Le reazioni contro Grok
Vista la gravità degli output forniti dall'AI di Musk, le reazioni non si sono fatte attendere. In Polonia, Grok ha usato parole pesanti verso il primo ministro Donald Tusk, scatenando la reazione del governo, che ha segnalato xAI alla Commissione europea. In Turchia, invece, le autorità hanno bloccato l'accesso a Grok dopo che il chatbot ha insultato il presidente Erdoğan, portando il procuratore capo di Ankara ad aprire un'indagine formale. Si tratta dei primi casi di restrizione statale contro uno strumento di intelligenza artificiale per motivi legati al linguaggio offensivo.
L'ADL (Anti-Defamation League), un'associazione che si occupa di contrastare l'antisemitismo e l'odio, ha definito «pericolose» le dichiarazioni di Grok, denunciando il rischio che queste «amplifichino l'estremismo già in crescita» sulla piattaforma X. Di fronte a simili critiche, xAI ha affermato di aver rimosso i contenuti inappropriati e di essere al lavoro per rafforzare i filtri contro l'incitamento all'odio, grazie al feedback degli utenti.
Il problema di fondo delle intelligenze artificiali
Ciò che sta accadendo con Grok evidenzia un problema di fondo: l'equilibrio tra libertà di espressione e responsabilità algoritmica non è per nulla semplice da raggiungere.

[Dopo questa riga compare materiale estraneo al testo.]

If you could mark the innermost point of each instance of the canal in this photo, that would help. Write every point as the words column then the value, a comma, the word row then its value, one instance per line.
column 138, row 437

Se una AI viene spinta a superare i limiti del politicamente corretto senza strumenti efficaci di contenimento semantico, il risultato è quello visto nei giorni scorsi: l'AI può essere strumentalizzata per veicolare ideologie radicali. Questa, vicenda, inoltre, fa sorgere degli interrogativi a cui al momento è difficile rispondere. Fino a che punto siamo disposti ad accettare che l'AI diventi portavoce di discorsi di odio in nome della libertà di parola? E, soprattutto, chi è responsabile quando un algoritmo diffonde contenuti razzisti, antisemiti o offensivi?